The Stavros Niarchos Foundation Library, designed in collaboration with Beyer Blinder Belle, transforms a historic building on Fifth Avenue
Dutch architecture practice Mecanoo and US firm Beyer Blinder Belle Architects & Planners have completed the The Stavros Niarchos Foundation Library in New York City, within the 1914 shell and steel frame of the Mid-Manhattan Library on Fifth Avenue which it replaces. The library was and remains the largest circulating branch of the New York Public Library (NYPL).
The 16,722 sq m renovated building is topped with an eye-catching angular roof – alongside a roof garden – which Mecanoo principal Francine Houben calls the ‘Wizard Hat’. ‘Libraries are the most important public buildings of all,’ says Houben. ‘A central circulating library must empower the community it serves. Here, the community is all New Yorkers. Super-charged with energy, diversity and hope, America’s greatest city deserves the best that a central circulating library can be. The Stavros Niarchos Foundation Library is a powerhouse of wisdom, and its street presence brings drama and magic to Manhattan, visibly expressed with its Wizard Hat.’
Mecanoo led the design stages and Beyer Blinder Belle led the historic preservation and designed the environmental graphics. The library is located across from NYPL’s Stephen A Schwarzman Building (SASB), designed in 1911. Together they form the NYPL Midtown Campus, and features in the new library make reference to those in the SASB, including long tables, ceiling artwork and the use of materials including natural stone, terrazzo, and oak.
The library’s ground floor is arranged around an internal ‘street’ that runs beneath a floating linear canopy of wood beams. A rectangular opening in the floorplate reveals the lower ground floor, which houses a children’s library and teen cenrtre. An internal window in the lower ground floor allows visitors to see the library’s book-sorting machine in action.

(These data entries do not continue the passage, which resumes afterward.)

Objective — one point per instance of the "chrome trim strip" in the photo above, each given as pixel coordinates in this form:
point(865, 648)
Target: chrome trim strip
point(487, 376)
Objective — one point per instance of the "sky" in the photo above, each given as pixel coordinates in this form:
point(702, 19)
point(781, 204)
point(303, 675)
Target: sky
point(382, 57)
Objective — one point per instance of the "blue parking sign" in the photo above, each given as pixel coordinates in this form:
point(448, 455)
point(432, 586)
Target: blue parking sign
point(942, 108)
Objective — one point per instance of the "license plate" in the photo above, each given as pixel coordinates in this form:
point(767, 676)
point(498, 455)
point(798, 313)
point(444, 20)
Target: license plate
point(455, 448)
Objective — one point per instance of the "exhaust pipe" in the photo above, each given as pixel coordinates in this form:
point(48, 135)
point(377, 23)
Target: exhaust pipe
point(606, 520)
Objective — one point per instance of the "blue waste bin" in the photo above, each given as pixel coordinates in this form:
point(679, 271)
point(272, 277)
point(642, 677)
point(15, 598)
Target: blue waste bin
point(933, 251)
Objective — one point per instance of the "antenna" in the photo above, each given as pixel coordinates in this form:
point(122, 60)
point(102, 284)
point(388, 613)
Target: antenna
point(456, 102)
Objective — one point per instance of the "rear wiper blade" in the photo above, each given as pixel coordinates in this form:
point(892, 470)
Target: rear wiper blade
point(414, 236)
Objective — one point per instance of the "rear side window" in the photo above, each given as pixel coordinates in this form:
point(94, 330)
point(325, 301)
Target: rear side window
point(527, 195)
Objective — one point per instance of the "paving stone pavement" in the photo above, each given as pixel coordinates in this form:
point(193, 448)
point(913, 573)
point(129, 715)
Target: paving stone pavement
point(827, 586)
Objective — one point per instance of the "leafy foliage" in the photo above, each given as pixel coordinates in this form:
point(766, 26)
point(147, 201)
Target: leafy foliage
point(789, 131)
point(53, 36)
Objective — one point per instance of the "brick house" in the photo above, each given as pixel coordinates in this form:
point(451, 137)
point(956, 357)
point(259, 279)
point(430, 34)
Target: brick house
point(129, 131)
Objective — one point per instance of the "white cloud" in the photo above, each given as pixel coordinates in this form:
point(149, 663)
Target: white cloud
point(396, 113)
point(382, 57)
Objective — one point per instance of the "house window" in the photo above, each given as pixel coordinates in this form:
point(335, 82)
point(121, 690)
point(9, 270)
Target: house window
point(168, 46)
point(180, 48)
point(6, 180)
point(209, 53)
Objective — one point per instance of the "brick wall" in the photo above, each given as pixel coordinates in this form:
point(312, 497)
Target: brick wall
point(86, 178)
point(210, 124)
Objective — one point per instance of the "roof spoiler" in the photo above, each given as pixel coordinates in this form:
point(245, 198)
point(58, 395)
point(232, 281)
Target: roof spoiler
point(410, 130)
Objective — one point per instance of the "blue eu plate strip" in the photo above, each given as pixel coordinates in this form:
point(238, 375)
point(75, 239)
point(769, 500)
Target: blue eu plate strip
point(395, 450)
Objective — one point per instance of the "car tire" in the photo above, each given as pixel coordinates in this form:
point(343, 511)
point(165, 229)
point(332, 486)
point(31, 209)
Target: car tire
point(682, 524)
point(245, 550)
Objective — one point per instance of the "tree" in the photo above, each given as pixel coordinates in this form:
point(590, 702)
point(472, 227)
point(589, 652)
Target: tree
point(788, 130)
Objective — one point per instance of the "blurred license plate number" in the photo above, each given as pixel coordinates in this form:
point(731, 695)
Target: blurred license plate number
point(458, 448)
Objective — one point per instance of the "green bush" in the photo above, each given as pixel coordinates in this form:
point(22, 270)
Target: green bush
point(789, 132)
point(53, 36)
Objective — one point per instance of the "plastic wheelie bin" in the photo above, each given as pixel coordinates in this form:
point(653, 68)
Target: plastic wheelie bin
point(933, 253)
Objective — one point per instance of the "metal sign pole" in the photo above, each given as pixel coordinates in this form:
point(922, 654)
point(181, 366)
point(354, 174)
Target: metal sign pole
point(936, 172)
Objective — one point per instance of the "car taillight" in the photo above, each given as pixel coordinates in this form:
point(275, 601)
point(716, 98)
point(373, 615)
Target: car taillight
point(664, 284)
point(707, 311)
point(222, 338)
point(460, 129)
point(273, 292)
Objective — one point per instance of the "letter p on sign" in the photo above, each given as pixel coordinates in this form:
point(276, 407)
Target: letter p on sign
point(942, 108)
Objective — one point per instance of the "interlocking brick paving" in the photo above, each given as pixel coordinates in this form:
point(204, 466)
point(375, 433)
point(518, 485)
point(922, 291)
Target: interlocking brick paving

The new design offers more space, more books, more seats, and lower shelves. The heart of the library is the Long Room, a new space that brings the idea of a library into the old structure, which was originally designed as a department store. ‘We really wanted to use the columns,’ says Houben, referring to the building’s steel frame. A triple-height void has been cut into it, separating three floors of reading areas on one side and five levels of book stacks on the other, topped by a new abstract ceiling artwork by Hayal Pozanti.
Above the Long Room, the fifth and sixth floors host a business centre and learning centre. The seventh floor, built at the original building’s roof level, has pitched wood slat ceilings and contains a 268-occupant event centre. An L-shaped roof terrace includes a roof garden – freely accessible to the public – and an adjacent indoor cafe.
Above the seventh floor, a dramatic new roof (the ‘Wizard Hat’) slopes up to cover mechanical equipment. Its angled pitches, and a patinated copper-colored aluminum surface, are inspired by Manhattan’s Beaux Art copper-clad mansard roofs, many of which are visible nearby.